L’audience a lieu trois semaines après le dépôt. L’avocat de Marc tente de minimiser : « une relation de conseil occasionnelle, aucun transfert de savoir-faire ». Le rapport de détective — six jours de présence documentés, la chronologie des contacts, le classeur aux couleurs de la PME — rend cette défense intenable.

Le juge des référés fait droit à la demande. Injonction prononcée, astreinte fixée à 1 500 € par jour de retard.

L’action au fond

Six mois plus tard, le tribunal de commerce rend son jugement au fond. Il retient la violation de la confidentialité contractuelle par Marc, et les actes de concurrence déloyale par la marque concurrente qui ne pouvait ignorer l’origine frauduleuse des formules.

Marc est condamné à verser 55 000 € de dommages et intérêts à Fabienne. La marque concurrente est condamnée solidairement à 30 000 € supplémentaires. Le tribunal ordonne le retrait définitif du sérum du marché.

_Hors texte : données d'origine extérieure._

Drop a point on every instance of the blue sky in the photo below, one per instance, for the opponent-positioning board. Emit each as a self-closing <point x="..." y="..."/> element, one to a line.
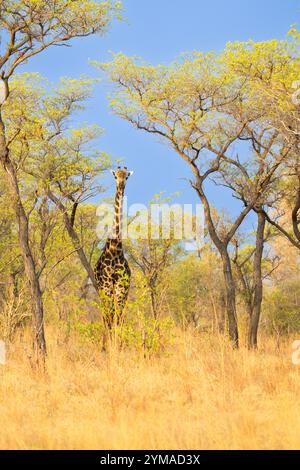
<point x="159" y="30"/>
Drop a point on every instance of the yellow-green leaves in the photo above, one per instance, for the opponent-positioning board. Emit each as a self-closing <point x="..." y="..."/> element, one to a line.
<point x="34" y="25"/>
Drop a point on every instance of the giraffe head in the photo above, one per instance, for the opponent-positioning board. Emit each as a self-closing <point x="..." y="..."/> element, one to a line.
<point x="121" y="177"/>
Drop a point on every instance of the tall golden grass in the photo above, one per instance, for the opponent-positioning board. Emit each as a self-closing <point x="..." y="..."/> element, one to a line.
<point x="199" y="395"/>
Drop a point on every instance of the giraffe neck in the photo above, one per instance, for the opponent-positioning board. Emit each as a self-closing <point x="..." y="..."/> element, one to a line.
<point x="118" y="214"/>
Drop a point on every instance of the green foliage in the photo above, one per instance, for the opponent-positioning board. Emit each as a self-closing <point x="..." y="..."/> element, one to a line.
<point x="152" y="337"/>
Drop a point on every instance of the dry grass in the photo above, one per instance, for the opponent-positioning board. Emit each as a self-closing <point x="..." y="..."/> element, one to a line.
<point x="201" y="396"/>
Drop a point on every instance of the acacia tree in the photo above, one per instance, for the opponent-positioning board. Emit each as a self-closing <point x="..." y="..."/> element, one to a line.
<point x="203" y="113"/>
<point x="30" y="27"/>
<point x="153" y="255"/>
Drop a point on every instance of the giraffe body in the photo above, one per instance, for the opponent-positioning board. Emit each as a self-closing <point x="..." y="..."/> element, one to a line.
<point x="112" y="270"/>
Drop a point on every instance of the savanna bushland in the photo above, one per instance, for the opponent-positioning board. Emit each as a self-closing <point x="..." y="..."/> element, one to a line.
<point x="206" y="354"/>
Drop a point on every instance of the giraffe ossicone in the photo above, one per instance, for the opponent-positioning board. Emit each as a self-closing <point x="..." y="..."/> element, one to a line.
<point x="112" y="270"/>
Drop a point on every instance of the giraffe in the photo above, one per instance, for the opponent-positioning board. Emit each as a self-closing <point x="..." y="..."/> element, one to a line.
<point x="112" y="271"/>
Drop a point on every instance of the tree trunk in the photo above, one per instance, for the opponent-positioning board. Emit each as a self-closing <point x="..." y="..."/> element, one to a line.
<point x="258" y="283"/>
<point x="23" y="228"/>
<point x="153" y="302"/>
<point x="230" y="298"/>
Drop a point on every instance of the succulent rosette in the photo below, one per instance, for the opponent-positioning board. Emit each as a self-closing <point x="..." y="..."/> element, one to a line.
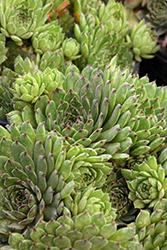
<point x="40" y="174"/>
<point x="20" y="18"/>
<point x="71" y="49"/>
<point x="151" y="226"/>
<point x="116" y="186"/>
<point x="101" y="33"/>
<point x="108" y="110"/>
<point x="144" y="41"/>
<point x="88" y="229"/>
<point x="85" y="231"/>
<point x="157" y="11"/>
<point x="35" y="188"/>
<point x="47" y="37"/>
<point x="28" y="88"/>
<point x="3" y="49"/>
<point x="146" y="182"/>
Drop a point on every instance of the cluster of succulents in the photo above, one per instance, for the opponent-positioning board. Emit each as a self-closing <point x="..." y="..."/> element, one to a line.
<point x="154" y="12"/>
<point x="83" y="158"/>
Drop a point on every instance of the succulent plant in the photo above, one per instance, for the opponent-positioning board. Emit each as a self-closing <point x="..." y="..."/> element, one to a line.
<point x="156" y="15"/>
<point x="3" y="49"/>
<point x="100" y="37"/>
<point x="146" y="182"/>
<point x="20" y="18"/>
<point x="39" y="173"/>
<point x="30" y="181"/>
<point x="71" y="48"/>
<point x="109" y="110"/>
<point x="151" y="226"/>
<point x="28" y="88"/>
<point x="47" y="37"/>
<point x="84" y="231"/>
<point x="116" y="186"/>
<point x="144" y="41"/>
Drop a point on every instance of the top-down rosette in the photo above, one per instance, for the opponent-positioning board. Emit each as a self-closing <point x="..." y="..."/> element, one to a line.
<point x="162" y="158"/>
<point x="40" y="173"/>
<point x="109" y="110"/>
<point x="33" y="179"/>
<point x="87" y="228"/>
<point x="101" y="33"/>
<point x="85" y="231"/>
<point x="3" y="49"/>
<point x="157" y="15"/>
<point x="116" y="186"/>
<point x="144" y="41"/>
<point x="147" y="183"/>
<point x="71" y="48"/>
<point x="20" y="18"/>
<point x="151" y="226"/>
<point x="47" y="37"/>
<point x="27" y="88"/>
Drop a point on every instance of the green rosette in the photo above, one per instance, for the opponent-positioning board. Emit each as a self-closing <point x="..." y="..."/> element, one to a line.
<point x="109" y="110"/>
<point x="20" y="18"/>
<point x="151" y="226"/>
<point x="100" y="29"/>
<point x="116" y="186"/>
<point x="146" y="182"/>
<point x="144" y="41"/>
<point x="157" y="11"/>
<point x="47" y="37"/>
<point x="40" y="174"/>
<point x="84" y="231"/>
<point x="27" y="88"/>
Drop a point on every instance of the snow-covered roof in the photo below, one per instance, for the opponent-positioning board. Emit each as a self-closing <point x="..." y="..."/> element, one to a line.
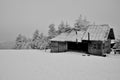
<point x="97" y="32"/>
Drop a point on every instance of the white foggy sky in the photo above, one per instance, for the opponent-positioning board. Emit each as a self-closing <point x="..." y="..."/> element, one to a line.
<point x="25" y="16"/>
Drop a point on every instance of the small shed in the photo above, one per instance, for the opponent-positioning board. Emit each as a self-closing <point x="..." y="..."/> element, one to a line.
<point x="100" y="37"/>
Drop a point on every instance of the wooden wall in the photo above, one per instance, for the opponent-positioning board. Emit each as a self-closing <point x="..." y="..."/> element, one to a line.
<point x="107" y="46"/>
<point x="58" y="46"/>
<point x="95" y="47"/>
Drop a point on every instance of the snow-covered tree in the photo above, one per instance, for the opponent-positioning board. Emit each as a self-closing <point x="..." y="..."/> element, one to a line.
<point x="21" y="42"/>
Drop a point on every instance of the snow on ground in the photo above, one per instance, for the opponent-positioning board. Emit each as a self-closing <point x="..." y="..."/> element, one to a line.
<point x="40" y="65"/>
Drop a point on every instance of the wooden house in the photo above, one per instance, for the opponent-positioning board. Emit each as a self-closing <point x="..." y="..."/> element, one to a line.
<point x="95" y="40"/>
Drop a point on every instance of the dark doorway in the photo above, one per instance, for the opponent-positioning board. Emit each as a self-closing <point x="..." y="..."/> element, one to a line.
<point x="76" y="46"/>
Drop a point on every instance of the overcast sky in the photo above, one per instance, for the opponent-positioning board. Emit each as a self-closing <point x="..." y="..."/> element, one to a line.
<point x="25" y="16"/>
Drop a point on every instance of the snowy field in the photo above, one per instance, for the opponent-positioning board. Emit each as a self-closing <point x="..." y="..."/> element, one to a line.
<point x="41" y="65"/>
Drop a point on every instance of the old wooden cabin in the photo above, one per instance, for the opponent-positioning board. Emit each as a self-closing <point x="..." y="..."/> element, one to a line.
<point x="95" y="40"/>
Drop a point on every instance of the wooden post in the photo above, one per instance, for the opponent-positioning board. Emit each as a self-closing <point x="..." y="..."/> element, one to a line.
<point x="88" y="36"/>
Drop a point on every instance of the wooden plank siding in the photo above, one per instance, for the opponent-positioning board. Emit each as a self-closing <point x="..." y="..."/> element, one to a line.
<point x="95" y="47"/>
<point x="107" y="46"/>
<point x="58" y="46"/>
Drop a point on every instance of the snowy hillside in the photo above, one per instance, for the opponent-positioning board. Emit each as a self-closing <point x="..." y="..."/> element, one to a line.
<point x="38" y="65"/>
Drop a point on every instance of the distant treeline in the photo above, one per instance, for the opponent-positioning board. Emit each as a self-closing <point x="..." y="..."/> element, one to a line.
<point x="40" y="41"/>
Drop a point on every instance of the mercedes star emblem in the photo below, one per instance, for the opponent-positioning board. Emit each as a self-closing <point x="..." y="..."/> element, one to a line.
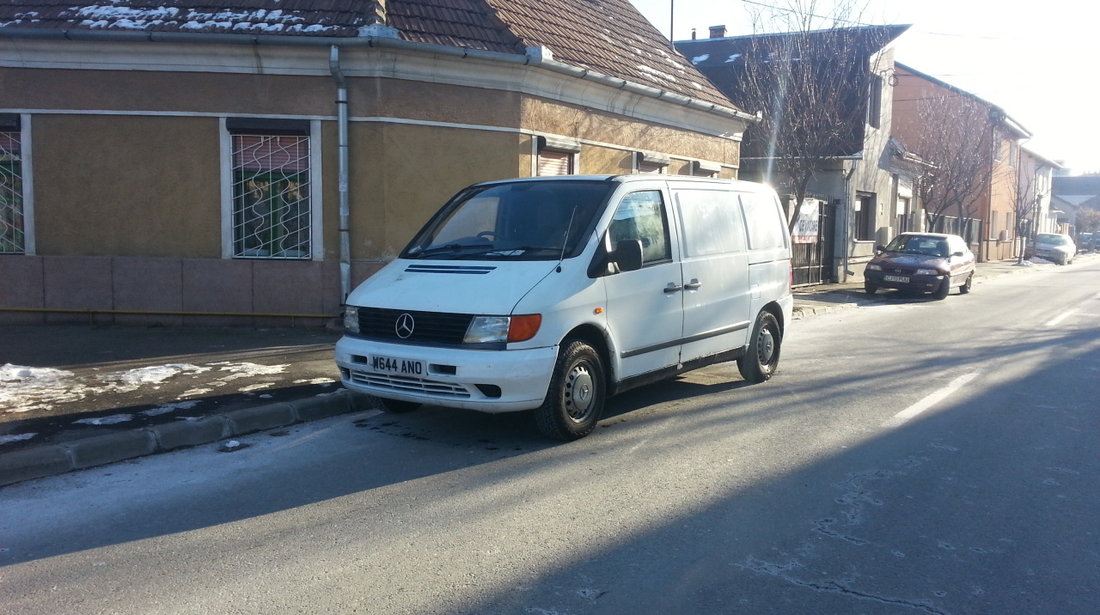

Ce que cette affaire enseigne

Fabienne a mis plusieurs semaines à se décider à mandater un détective privé. Elle avait peur que ce soit coûteux, intrusif, ou inutile. La mission a duré onze jours et coûté 5 200 € HT. Elle a permis d’obtenir 85 000 € de dommages et intérêts et le retrait définitif du produit concurrent du marché.

Trois enseignements ressortent de ce dossier.

La phase OSINT est souvent décisive avant même toute surveillance. La connexion LinkedIn entre Marc et le concurrent, datée à dix-sept mois avant la démission, a été l’élément qui a crédibilisé toute la thèse devant le juge. Elle était publique, légalement accessible, et n’a pas coûté plus d’une journée d’investigation.

La chronologie est une arme probatoire en soi. La mise en cohérence des dates — contact avec le concurrent, accès aux formules, démission, lancement du produit — a constitué un raisonnement causal que le juge a suivi explicitement dans ses motifs.

Le rapport agit aussi comme levier de négociation. Après la procédure de référé, Marc avait proposé une transaction. Fabienne a refusé car le dossier était solide. Elle a eu raison — le jugement au fond lui a accordé le double de ce qui était proposé en transaction.

Pour comprendre l’ensemble du cadre juridique de ce type d’affaire : notre guide complet sur la concurrence déloyale et le détective privé. Pour d’autres cas similaires : le cas du détournement de clients et l’arrêt maladie dissimulant une activité concurrente.

Articles et pages en lien

Questions sur l’espionnage industriel et le détective privé

Comment prouver qu’un ex-associé ou ex-salarié a transmis des secrets industriels ?

En combinant une enquête OSINT (analyse des relations professionnelles, chronologie des contacts, présence sur les réseaux professionnels) et une surveillance terrain (présence régulière dans les locaux du concurrent). La mise en cohérence chronologique — date d’accès aux secrets, date de contact avec le concurrent, date de lancement du produit concurrent — constitue un faisceau d’indices que les tribunaux reconnaissent comme preuve de transmission.

La loi sur le secret des affaires protège-t-elle les formules d’une PME ?

Oui. La loi du 30 juillet 2018 transposant la directive européenne sur le secret des affaires protège toute information ayant une valeur commerciale du fait de son caractère secret, dès lors que des mesures raisonnables ont été prises pour en préserver la confidentialité. Une formule de produit cosmétique non divulguée, protégée par un accord de confidentialité, entre dans cette protection. Sa transmission non autorisée constitue un acte de concurrence déloyale sanctionnable.

Combien coûte une enquête pour espionnage industriel ?

Le coût varie entre 2 500 et 8 000 € HT selon la complexité du dossier, le nombre d’acteurs impliqués et la durée de surveillance nécessaire. Dans le cas décrit dans cet article, la mission a duré 11 jours pour un coût de 3 200 € HT. La TVA est récupérable par les entreprises assujetties. Le rapport Visiopole Investigations a permis d’obtenir 85 000 € de dommages et intérêts.